La sesión fue presidida por el senador libertario Bartolomé Abdala (San Luis), en reemplazo de Victoria Villarruel, quien ejerce temporalmente el Ejecutivo por el viaje de Javier Milei al exterior.
Durante el debate, el peronista pampeano Pablo Bensusán cuestionó el veto:
“El Presidente vetó que las personas con discapacidad accedan a una pensión equivalente al 70% de la mínima y rechazó un aumento razonable en las prestaciones. Ese ‘gasto’ es, en realidad, la diferencia entre tener terapias o quedar en el olvido”, señaló.
Desde la oposición, distintas voces coincidieron en señalar la necesidad de la intervención estatal. Guadalupe Tagliaferri (PRO) advirtió:
“La libertad no es dejar solas a las personas con discapacidad. El Estado debe estar presente para eliminar las barreras en salud, infraestructura y educación”.
El santacruceño José María Carambia fue más enfático:
“Esperemos que el Presidente aplique la ley como corresponde y no busque artilugios legales. Si no lo hace, seré el primero en impulsar un juicio político”.

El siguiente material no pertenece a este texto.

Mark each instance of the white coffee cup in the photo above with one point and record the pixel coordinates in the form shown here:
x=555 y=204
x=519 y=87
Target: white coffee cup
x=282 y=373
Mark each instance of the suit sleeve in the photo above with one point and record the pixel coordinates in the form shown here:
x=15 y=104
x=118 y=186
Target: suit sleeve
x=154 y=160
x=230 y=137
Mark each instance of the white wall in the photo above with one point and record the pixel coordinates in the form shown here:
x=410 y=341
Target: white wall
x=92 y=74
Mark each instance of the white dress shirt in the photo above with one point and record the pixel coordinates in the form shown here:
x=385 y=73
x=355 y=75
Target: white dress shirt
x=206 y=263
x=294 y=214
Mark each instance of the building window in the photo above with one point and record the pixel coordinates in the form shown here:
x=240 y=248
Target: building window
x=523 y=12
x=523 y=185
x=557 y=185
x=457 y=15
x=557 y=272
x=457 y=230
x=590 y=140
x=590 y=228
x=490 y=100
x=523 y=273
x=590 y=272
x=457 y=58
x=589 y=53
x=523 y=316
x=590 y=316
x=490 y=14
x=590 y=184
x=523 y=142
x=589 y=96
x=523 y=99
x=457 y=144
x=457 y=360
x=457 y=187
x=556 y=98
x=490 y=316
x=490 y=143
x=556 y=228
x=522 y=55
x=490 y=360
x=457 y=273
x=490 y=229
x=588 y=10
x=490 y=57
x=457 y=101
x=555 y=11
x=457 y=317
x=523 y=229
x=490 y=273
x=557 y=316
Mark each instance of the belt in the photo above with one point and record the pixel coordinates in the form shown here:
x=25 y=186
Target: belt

El debate también dejó momentos de tensión. El formoseño Francisco Paoltroni defendió la posición oficialista con críticas a gobiernos anteriores, lo que derivó en un cruce con su comprovinciano José Mayans, jefe del bloque kirchnerista, que lo trató de “ignorante” y “hijo de Milei”.
Finalmente, la votación confirmó el rechazo al veto con 63 votos positivos, cuando se necesitaban 47. Se ausentaron la oficialista Vilma Bedia y el kirchnerista José Rodas.
Con este resultado, la oposición no solo reinstaló la ley, sino que también envió una señal política: la intención de poner límites al uso de los decretos de necesidad y urgencia (DNU) por parte del Gobierno libertario.